Photoshop is one of the most important applications for creative professionals for decades. Cloud, a Mac and PC subscription service that rents access to Adobe applications. The computer version of Photoshop offers powerful image editing tools that have evolved slowly but surely over the years, including adding AI to "fill" empty spaces with modified versions adjacent content.

be the same as the Mac and PC application, as part of Adobe's strategy to boost subscription sales by running its applications on multiple devices. Creative Cloud manager Scott Belsky confirmed the decision, saying he wanted to get iPad versions of Photoshop and other applications "on the market as quickly as possible", but that apps are running on "a modern device like the iPad". A lot of work.
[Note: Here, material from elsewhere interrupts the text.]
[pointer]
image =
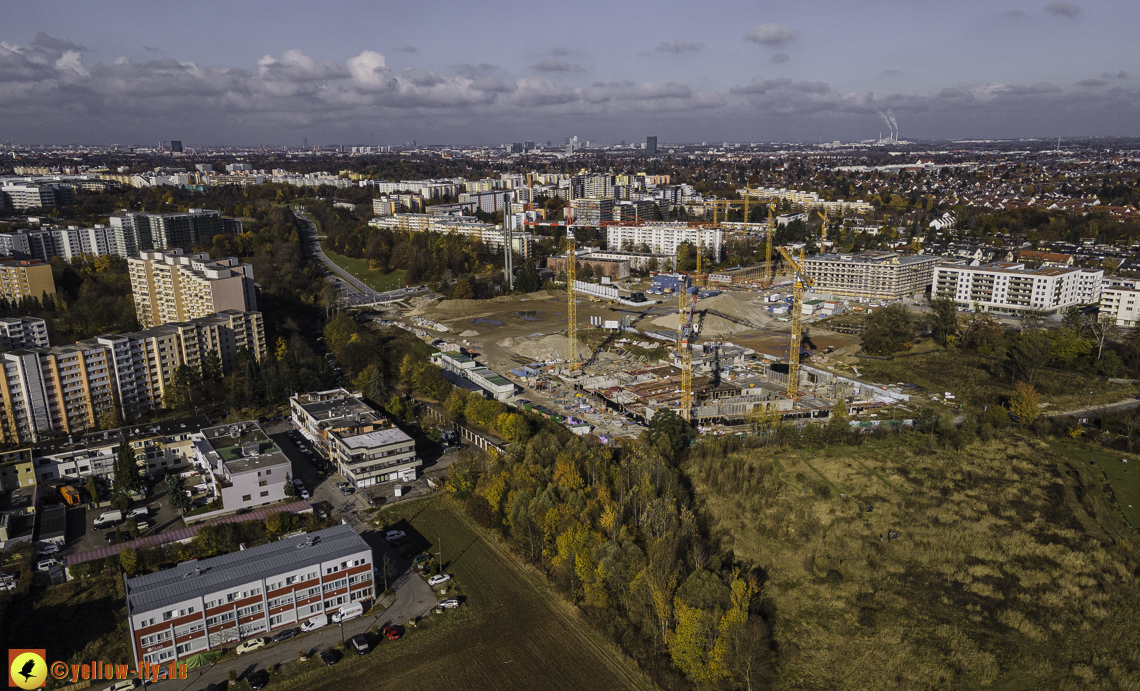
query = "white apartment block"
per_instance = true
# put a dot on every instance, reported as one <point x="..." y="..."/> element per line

Adobe has released several Photoshop brand apps for the iPad in the past, starting with a version that only appeared a few months after the iPad debut in 2010. But all applications have been reduced for mobile devices, with limited functionality, and none strongly resembled the full version of Mac and PC from Photoshop. Meanwhile, rival applications such as Pixelmator, Affinity and Enlight Photofox have come up with much bigger features, as countless smaller apps have arrived with narrower but more user-friendly capabilities.
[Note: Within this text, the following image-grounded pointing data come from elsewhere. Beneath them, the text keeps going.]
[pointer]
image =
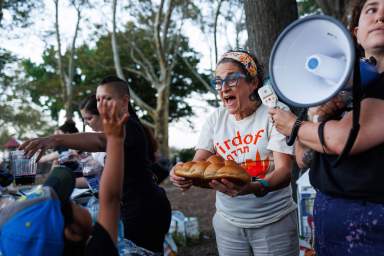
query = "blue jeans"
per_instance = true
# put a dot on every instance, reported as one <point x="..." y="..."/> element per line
<point x="276" y="239"/>
<point x="348" y="227"/>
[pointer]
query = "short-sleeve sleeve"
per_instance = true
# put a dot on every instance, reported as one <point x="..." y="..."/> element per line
<point x="277" y="142"/>
<point x="100" y="243"/>
<point x="375" y="90"/>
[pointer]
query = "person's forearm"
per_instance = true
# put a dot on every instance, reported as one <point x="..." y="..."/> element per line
<point x="112" y="177"/>
<point x="90" y="142"/>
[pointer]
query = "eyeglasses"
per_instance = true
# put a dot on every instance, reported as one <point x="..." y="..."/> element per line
<point x="230" y="81"/>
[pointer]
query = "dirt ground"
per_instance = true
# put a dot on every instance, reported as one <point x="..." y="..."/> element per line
<point x="200" y="203"/>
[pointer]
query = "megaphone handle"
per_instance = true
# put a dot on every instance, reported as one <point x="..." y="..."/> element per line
<point x="299" y="120"/>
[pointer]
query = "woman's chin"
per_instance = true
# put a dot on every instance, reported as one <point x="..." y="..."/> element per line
<point x="231" y="110"/>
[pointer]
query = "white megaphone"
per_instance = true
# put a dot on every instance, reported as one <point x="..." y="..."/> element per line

Belsky says that the latest iPad Pros are powerful enough to run full versions of Adobe applications, although the report suggests that Adobe will launch the new Photoshop – and a longer, new Illustrator – "beside" the original application rather than replace it immediately. This will allow Adobe to adopt a more user-friendly interface for computer and tablet users, while gently leaving users with the aging code base of Photoshop.
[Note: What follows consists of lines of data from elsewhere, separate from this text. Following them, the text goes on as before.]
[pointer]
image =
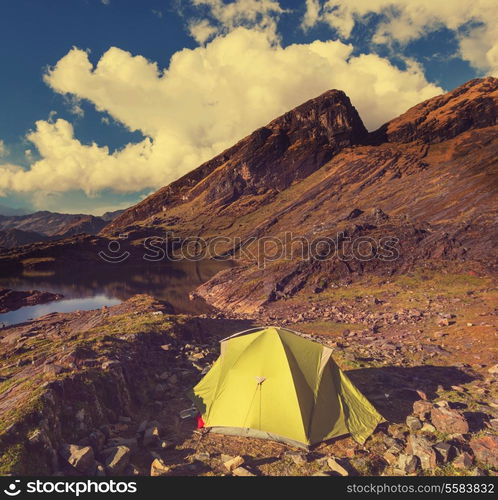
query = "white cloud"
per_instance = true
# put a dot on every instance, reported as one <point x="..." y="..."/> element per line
<point x="202" y="30"/>
<point x="224" y="17"/>
<point x="206" y="100"/>
<point x="407" y="20"/>
<point x="312" y="14"/>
Apple used a similar strategy years ago to eliminate its final version. Cut Pro in favor of a streamlined Final Cut Pro X, leading to screaming from the video editing community – and abandoning the Mac by some professional users and prosumer. However, Apple insisted that the updated application was better positioned for the future, and continued to rebuild the new application with the features requested using major free updates. By comparison, the Adobe plan apparently depends on ongoing subscription revenues.

Adobe's decision to integrate Photoshop to the iPad accords with Apple's "Marzipan" initiative, a multi-year strategy allowing iOS and Android applications to macOS to share the same code base. It's unclear whether Adobe is collaborating with Apple on the Photoshop port, but companies have recently worked more closely together after their infamous Flash battle on iPhones about ten years ago.